La clôture de l’instruction a été prononcée à l’issue de l’audience.
Considérant ce qui suit :
1. Aux termes de l’article L. 521-2 du code de justice administrative : « Saisi d’une demande en ce sens justifiée par l’urgence, le juge des référés peut ordonner toutes mesures nécessaires à la sauvegarde d’une liberté fondamentale à laquelle une personne morale de droit public ou un organisme de droit privé chargé de la gestion d’un service public aurait porté, dans l’exercice d’un de ses pouvoirs, une atteinte grave et manifestement illégale. Le juge des référés se prononce dans un délai de quarante-huit heures ».
2. L’union départementale des syndicats CGT du Bas-Rhin et le syndicat départemental commerce et services CGT 67 demandent au juge des référés de suspendre, sur le fondement des dispositions précitées, l’exécution de l’arrêté du 14 janvier 2021 par lequel la préfète du Bas-Rhin a autorisé l’ouverte exceptionnelle des commerces les dimanches 17, 24 et 31 janvier 2021 sur le territoire de la commune de Strasbourg.

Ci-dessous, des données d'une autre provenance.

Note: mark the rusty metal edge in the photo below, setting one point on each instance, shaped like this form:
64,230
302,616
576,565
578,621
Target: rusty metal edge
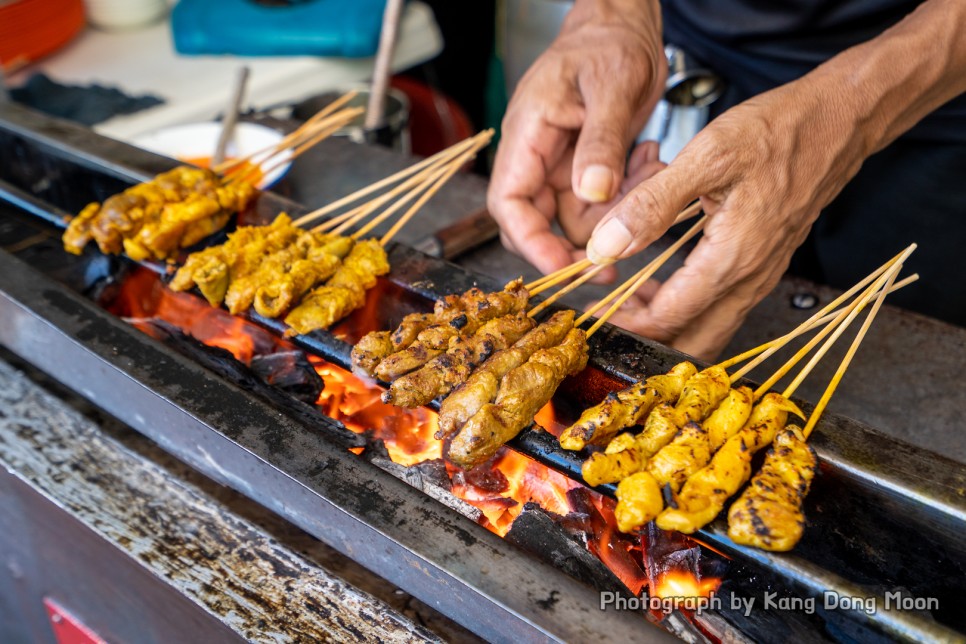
467,573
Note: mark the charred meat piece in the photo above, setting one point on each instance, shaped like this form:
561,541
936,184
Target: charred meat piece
705,492
475,309
699,397
438,376
769,514
482,386
523,391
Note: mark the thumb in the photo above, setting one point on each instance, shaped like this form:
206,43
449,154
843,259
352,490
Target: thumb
602,145
643,215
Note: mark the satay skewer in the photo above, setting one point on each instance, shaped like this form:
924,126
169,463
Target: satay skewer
567,272
815,320
289,138
705,492
418,169
628,454
311,137
769,514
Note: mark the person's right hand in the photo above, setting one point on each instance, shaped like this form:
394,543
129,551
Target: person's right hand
569,126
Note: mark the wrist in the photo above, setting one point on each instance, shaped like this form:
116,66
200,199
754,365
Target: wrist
890,83
640,15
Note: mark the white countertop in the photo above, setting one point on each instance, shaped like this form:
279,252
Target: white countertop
197,88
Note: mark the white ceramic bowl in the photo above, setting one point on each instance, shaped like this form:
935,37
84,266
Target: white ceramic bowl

3. Aux termes de l’article L. 3134-4 du code du travail applicable dans le département du Bas-Rhin : « Dans les exploitations commerciales, les salariés ne peuvent être employés le premier jour des fêtes de Noël, de Pâques ou de Pentecôte. / Les autres dimanches et jours fériés, leur travail ne peut dépasser cinq heures. (…) / Pendant les quatre dernières semaines précédant Noël ou pour certains dimanches et jours fériés pour lesquels les circonstances locales rendent nécessaire une activité accrue, l’autorité administrative peut porter le nombre d’heures travaillées jusqu’à dix ».
4. D’une part, il résulte de l’instruction que la crise sanitaire qui a conduit notamment à l’annulation du marché de Noël de Strasbourg avec une chute de la fréquentation touristique, a eu un fort impact sur l’économie locale, entraînant une baisse significative du chiffre d’affaires de l’ordre de 30 % au mois de décembre 2020 pour les commerçants du centre-ville. Eu égard aux conséquences économiques pour le commerce local, que les requérants ne contestent d’ailleurs pas, et quand bien même l’épidémie affecte l’ensemble du territoire national, la préfète du Bas-Rhin a pu, sans commettre d’erreur de droit ou d’appréciation, estimer que ces événements constituent, au sens des dispositions du quatrième alinéa de l’article L. 3134-4 précité, des circonstances locales rendant nécessaire une activité accrue et justifiant, par suite, qu’il soit dérogé à l’interdiction du travail dominical.
5. D’autre part, l’arrêté contesté de la préfète du Bas-Rhin a pour objet, en raison de la crise sanitaire et alors que la période des soldes entraîne une augmentation du flux de population notamment en centre-ville, de répartir la fréquentation des commerces sur deux jours. Si l’importance de la circulation du virus de la Covid-19 dans le département du Bas-Rhin n’est pas contestée, en revanche, alors que l’arrêté en litige n’a ni pour objet ni pour effet d’assouplir le protocole sanitaire renforcé qui s’impose dans les commerces, il n’est pas démontré que le risque de contamination serait sensiblement accru du seul fait que les commerces sont autorisés à ouvrir trois jours supplémentaires au cours du mois de janvier.
6. Il résulte de ce qui précède que les requérants ne sont pas fondés à soutenir que la préfète du Bas-Rhin a porté une atteinte grave et manifeste au droit à la vie, à la protection de la santé et au repos des salariés. Par suite, et sans qu’il besoin de statuer sur la fin de non-recevoir soulevée en défense, la requête doit être rejetée, y compris les conclusions présentées au titre de l’article L. 761-1 du code de justice administrative.
O R D O N N E :
Article 1er : La requête de l’union départementale des syndicats CGT du Bas-Rhin et du syndicat départemental commerce et services CGT 67 est rejetée.
Article 2 : La présente ordonnance sera notifiée à l’union départementale des syndicats CGT du Bas-Rhin, au syndicat départemental commerce et services CGT 67 et au ministre de l’intérieur. Copie en sera adressée à la préfète du Bas-Rhin.
Fait à Strasbourg, le 27 janvier 2021.